AUTHOR=Koendjbiharie Jeroen Girwar , Wevers Kimberly , van Kranenburg Richard TITLE=Assessing Cofactor Usage in Pseudoclostridium thermosuccinogenes via Heterologous Expression of Central Metabolic Enzymes JOURNAL=Frontiers in Microbiology VOLUME=10 YEAR=2019 URL=https://www.frontiersin.org/journals/microbiology/articles/10.3389/fmicb.2019.01162 DOI=10.3389/fmicb.2019.01162 ISSN=1664-302X ABSTRACT=

Pseudoclostridium thermosuccinogenes and Hungateiclostridium thermocellum are being studied for their potential to contribute to a more sustainable bio-based economy.
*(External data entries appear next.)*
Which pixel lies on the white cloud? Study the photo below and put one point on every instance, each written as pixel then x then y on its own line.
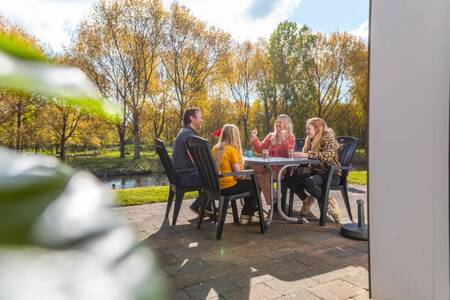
pixel 362 31
pixel 54 21
pixel 234 17
pixel 51 21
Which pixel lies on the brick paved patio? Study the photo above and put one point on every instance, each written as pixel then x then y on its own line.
pixel 290 261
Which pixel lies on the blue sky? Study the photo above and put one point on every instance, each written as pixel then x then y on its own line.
pixel 54 22
pixel 331 15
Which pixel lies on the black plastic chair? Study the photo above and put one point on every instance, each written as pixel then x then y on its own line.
pixel 299 143
pixel 199 149
pixel 176 189
pixel 347 148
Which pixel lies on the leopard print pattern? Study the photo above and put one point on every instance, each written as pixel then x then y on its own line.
pixel 327 154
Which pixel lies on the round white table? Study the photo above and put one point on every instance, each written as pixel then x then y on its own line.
pixel 284 163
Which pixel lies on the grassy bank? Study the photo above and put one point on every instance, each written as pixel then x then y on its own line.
pixel 109 163
pixel 150 194
pixel 154 194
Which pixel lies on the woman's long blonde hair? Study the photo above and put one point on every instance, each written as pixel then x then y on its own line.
pixel 321 129
pixel 287 122
pixel 229 136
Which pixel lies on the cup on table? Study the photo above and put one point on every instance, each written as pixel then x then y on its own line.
pixel 291 153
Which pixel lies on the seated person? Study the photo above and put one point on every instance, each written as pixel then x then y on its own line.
pixel 322 145
pixel 192 120
pixel 278 144
pixel 227 154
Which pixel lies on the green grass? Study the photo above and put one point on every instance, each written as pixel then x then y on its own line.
pixel 358 177
pixel 151 194
pixel 110 163
pixel 154 194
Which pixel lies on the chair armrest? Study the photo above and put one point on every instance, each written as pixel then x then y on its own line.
pixel 342 168
pixel 184 171
pixel 241 173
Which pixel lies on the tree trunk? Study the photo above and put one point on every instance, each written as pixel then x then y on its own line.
pixel 62 147
pixel 266 116
pixel 19 128
pixel 246 131
pixel 121 130
pixel 137 139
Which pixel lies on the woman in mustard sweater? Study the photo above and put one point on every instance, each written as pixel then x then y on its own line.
pixel 227 154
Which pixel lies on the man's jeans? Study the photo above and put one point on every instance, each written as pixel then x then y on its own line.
pixel 192 179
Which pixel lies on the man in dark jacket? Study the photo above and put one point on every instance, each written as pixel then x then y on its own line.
pixel 192 121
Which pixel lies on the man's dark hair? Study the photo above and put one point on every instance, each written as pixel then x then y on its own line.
pixel 190 112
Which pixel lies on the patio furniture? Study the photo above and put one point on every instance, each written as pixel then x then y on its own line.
pixel 299 143
pixel 199 149
pixel 357 231
pixel 347 148
pixel 284 163
pixel 176 189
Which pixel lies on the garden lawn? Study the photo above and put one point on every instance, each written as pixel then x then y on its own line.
pixel 109 163
pixel 150 194
pixel 154 194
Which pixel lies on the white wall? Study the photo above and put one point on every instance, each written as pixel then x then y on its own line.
pixel 409 149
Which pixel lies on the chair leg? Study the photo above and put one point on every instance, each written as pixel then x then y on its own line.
pixel 223 207
pixel 169 202
pixel 291 202
pixel 179 195
pixel 204 202
pixel 323 210
pixel 344 193
pixel 283 195
pixel 235 212
pixel 262 223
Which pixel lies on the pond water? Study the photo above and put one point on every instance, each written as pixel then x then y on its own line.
pixel 127 182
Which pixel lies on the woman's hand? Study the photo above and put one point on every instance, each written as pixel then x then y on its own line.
pixel 300 155
pixel 254 133
pixel 283 135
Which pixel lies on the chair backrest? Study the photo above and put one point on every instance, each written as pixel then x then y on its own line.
pixel 166 161
pixel 201 154
pixel 299 143
pixel 347 148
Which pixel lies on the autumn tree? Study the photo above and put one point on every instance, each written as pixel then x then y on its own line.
pixel 119 46
pixel 191 55
pixel 241 79
pixel 328 74
pixel 17 108
pixel 65 120
pixel 265 84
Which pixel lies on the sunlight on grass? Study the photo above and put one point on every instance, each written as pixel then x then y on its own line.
pixel 151 194
pixel 358 177
pixel 154 194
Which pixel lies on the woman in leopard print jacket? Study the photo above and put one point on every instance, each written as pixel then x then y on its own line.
pixel 320 144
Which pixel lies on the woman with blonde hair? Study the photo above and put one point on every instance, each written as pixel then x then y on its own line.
pixel 227 154
pixel 320 144
pixel 277 143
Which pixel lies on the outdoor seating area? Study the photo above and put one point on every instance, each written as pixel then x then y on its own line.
pixel 296 257
pixel 289 261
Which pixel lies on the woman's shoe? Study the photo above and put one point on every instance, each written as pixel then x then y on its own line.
pixel 244 219
pixel 306 207
pixel 334 210
pixel 254 219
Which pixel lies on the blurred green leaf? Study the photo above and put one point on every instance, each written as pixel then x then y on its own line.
pixel 20 48
pixel 68 84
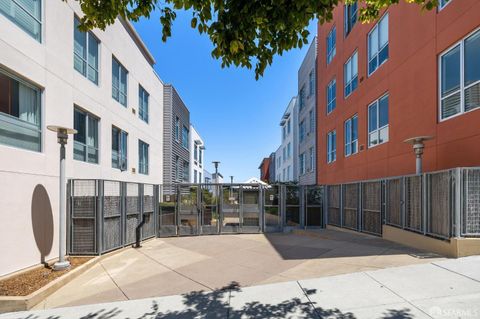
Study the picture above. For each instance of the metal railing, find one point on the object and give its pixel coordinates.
(104, 215)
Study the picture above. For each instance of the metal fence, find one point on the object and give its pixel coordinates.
(104, 215)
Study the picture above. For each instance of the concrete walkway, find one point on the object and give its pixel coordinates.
(442, 289)
(172, 266)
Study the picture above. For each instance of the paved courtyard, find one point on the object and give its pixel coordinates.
(171, 266)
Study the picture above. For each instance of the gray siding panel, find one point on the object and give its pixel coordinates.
(174, 107)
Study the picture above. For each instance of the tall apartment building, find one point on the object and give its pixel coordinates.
(176, 140)
(197, 156)
(101, 83)
(307, 102)
(408, 74)
(285, 155)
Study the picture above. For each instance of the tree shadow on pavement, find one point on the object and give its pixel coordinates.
(216, 305)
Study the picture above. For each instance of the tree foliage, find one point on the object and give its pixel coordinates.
(243, 32)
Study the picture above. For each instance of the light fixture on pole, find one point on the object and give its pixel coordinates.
(216, 163)
(418, 147)
(62, 137)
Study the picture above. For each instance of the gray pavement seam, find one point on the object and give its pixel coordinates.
(457, 273)
(175, 271)
(309, 300)
(113, 280)
(407, 301)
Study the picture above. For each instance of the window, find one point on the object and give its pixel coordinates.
(176, 129)
(177, 168)
(312, 159)
(143, 97)
(378, 122)
(20, 111)
(301, 161)
(312, 121)
(351, 136)
(185, 171)
(350, 12)
(331, 146)
(442, 4)
(26, 14)
(119, 149)
(185, 137)
(378, 45)
(331, 44)
(460, 78)
(331, 96)
(350, 74)
(301, 131)
(119, 82)
(143, 157)
(311, 81)
(302, 98)
(85, 53)
(85, 142)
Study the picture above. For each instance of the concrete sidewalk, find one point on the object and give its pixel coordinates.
(180, 265)
(441, 289)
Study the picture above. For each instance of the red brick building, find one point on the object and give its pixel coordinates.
(410, 73)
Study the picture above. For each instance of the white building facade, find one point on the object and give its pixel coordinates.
(286, 154)
(197, 153)
(101, 83)
(307, 105)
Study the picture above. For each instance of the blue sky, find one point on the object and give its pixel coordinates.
(237, 116)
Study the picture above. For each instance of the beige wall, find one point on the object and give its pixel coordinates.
(49, 65)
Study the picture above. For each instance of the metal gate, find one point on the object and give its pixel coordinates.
(272, 216)
(292, 206)
(189, 210)
(314, 206)
(209, 209)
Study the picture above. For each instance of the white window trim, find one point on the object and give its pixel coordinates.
(353, 77)
(378, 120)
(334, 132)
(333, 81)
(462, 74)
(375, 27)
(351, 142)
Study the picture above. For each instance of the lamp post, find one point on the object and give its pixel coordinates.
(418, 147)
(62, 137)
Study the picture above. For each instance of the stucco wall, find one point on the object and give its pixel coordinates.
(49, 65)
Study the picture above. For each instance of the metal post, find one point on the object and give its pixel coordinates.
(418, 164)
(62, 263)
(424, 204)
(458, 202)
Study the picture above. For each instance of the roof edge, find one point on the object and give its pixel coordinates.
(138, 40)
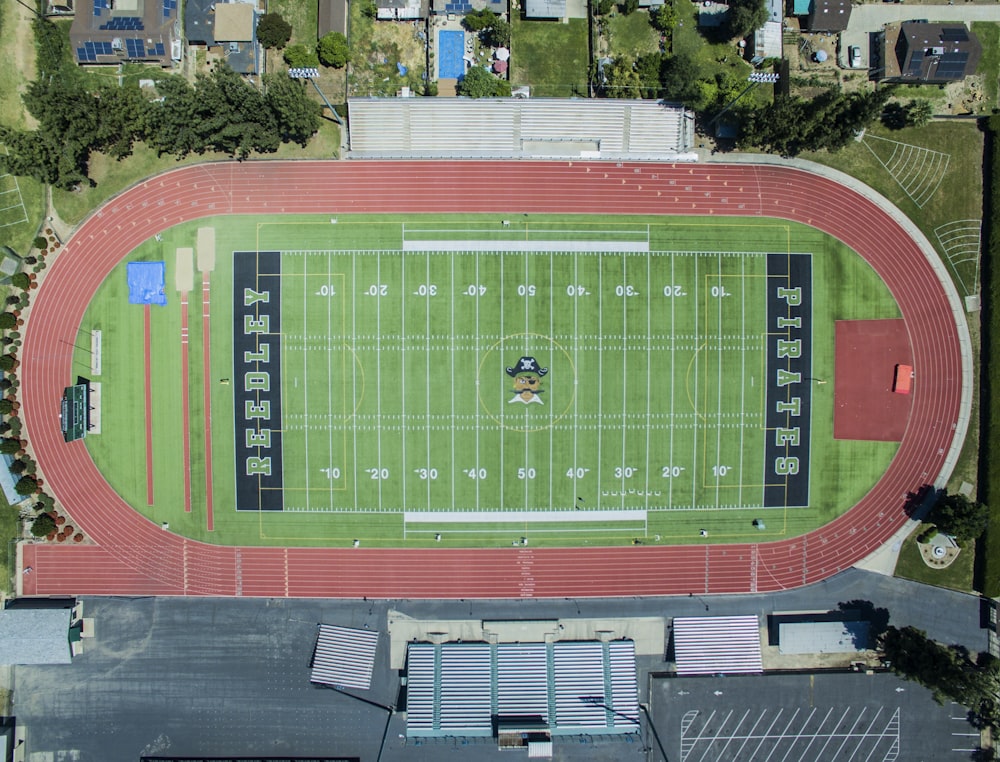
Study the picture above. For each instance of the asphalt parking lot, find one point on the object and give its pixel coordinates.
(816, 717)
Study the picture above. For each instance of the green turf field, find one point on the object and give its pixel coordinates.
(403, 416)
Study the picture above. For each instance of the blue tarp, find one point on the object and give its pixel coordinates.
(146, 283)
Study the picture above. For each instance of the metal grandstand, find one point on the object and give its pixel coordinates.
(515, 128)
(472, 689)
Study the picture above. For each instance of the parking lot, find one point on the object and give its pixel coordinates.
(815, 717)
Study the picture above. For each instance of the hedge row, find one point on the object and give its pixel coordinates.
(989, 478)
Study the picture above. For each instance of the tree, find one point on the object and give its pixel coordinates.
(960, 517)
(497, 35)
(298, 56)
(333, 50)
(663, 19)
(918, 112)
(43, 525)
(273, 31)
(476, 21)
(745, 17)
(26, 485)
(479, 83)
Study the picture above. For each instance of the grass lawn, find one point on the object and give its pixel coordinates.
(551, 57)
(631, 35)
(403, 402)
(958, 576)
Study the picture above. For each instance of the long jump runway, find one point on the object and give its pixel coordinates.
(134, 556)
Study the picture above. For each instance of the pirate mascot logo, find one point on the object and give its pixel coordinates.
(527, 381)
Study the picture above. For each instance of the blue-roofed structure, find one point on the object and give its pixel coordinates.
(112, 31)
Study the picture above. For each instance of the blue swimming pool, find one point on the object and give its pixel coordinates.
(451, 45)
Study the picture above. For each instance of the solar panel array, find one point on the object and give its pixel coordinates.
(135, 48)
(91, 50)
(124, 24)
(344, 657)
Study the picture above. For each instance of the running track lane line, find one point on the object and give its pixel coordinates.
(132, 555)
(147, 362)
(185, 403)
(206, 325)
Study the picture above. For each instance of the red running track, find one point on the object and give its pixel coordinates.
(132, 555)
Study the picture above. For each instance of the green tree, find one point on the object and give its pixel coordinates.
(476, 21)
(479, 83)
(960, 517)
(745, 17)
(621, 80)
(333, 50)
(26, 485)
(663, 19)
(273, 31)
(918, 112)
(497, 35)
(298, 56)
(43, 525)
(296, 115)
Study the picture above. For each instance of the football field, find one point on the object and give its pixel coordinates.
(465, 380)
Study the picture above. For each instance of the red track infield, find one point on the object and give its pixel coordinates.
(133, 556)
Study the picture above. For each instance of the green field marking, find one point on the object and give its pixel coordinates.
(627, 403)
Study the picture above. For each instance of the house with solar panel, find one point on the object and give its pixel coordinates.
(928, 53)
(228, 31)
(114, 31)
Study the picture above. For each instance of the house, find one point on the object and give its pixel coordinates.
(917, 51)
(227, 29)
(400, 10)
(545, 9)
(828, 15)
(114, 31)
(331, 16)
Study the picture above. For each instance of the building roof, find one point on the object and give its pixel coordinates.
(829, 15)
(725, 645)
(823, 637)
(112, 31)
(458, 689)
(331, 16)
(344, 657)
(935, 53)
(545, 9)
(519, 128)
(234, 22)
(35, 636)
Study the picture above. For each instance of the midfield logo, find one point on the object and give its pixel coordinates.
(527, 381)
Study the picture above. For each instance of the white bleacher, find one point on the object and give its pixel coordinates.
(466, 680)
(624, 684)
(383, 128)
(579, 675)
(420, 687)
(522, 680)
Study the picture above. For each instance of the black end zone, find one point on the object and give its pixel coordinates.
(257, 379)
(789, 380)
Both species were shown previously to rely on GTP or pyrophosphate instead of ATP as cofactors in specific reactions of central energy metabolism for reasons that are not well understood yet. Since it is often impossible to predict cofactor specificity from the primary protein structure, thirteen enzymes from P. thermosuccinogenes were cloned and heterologous expressed in Escherichia coli to assess the cofactor usage in vitro and paint a more complete picture of the cofactor usage in the central metabolism of P. thermosuccinogenes. The assays were conducted with heat-treated E. coli cell-free extract devoid of background activity to allow the quick assessment of a relatively large number of (thermophilic) enzymes. Selected enzymes were also purified to allow the determination of the enzyme kinetics for competing cofactors. Following the results of the glucokinase (GK), galactokinase, xylulokinase (XK), and ribokinase assays, it seems that phosphorylation of monosaccharides by and large is mainly GTP-dependent. Some possible implications of this relating to the adenylate/guanylate energy charge are discussed here. Besides the highly expressed pyrophosphate-dependent 6-phosphofructokinase, another 6-phosphofructokinase was found to be equally dependent on ATP and GTP, while no 6-phosphofructokinase activity could be demonstrated for a third. Both type I glyceraldehyde 3-phosphate dehydrogenases were found to be NAD+-dependent, and further, acetate kinase, isocitrate dehydrogenase, and three enzymes predicted to be responsible for the interconversion of phosphoenolpyruvate and pyruvate (i.e., pyruvate kinase; pyruvate, phosphate dikinase; phosphoenolpyruvate synthase), were also assessed.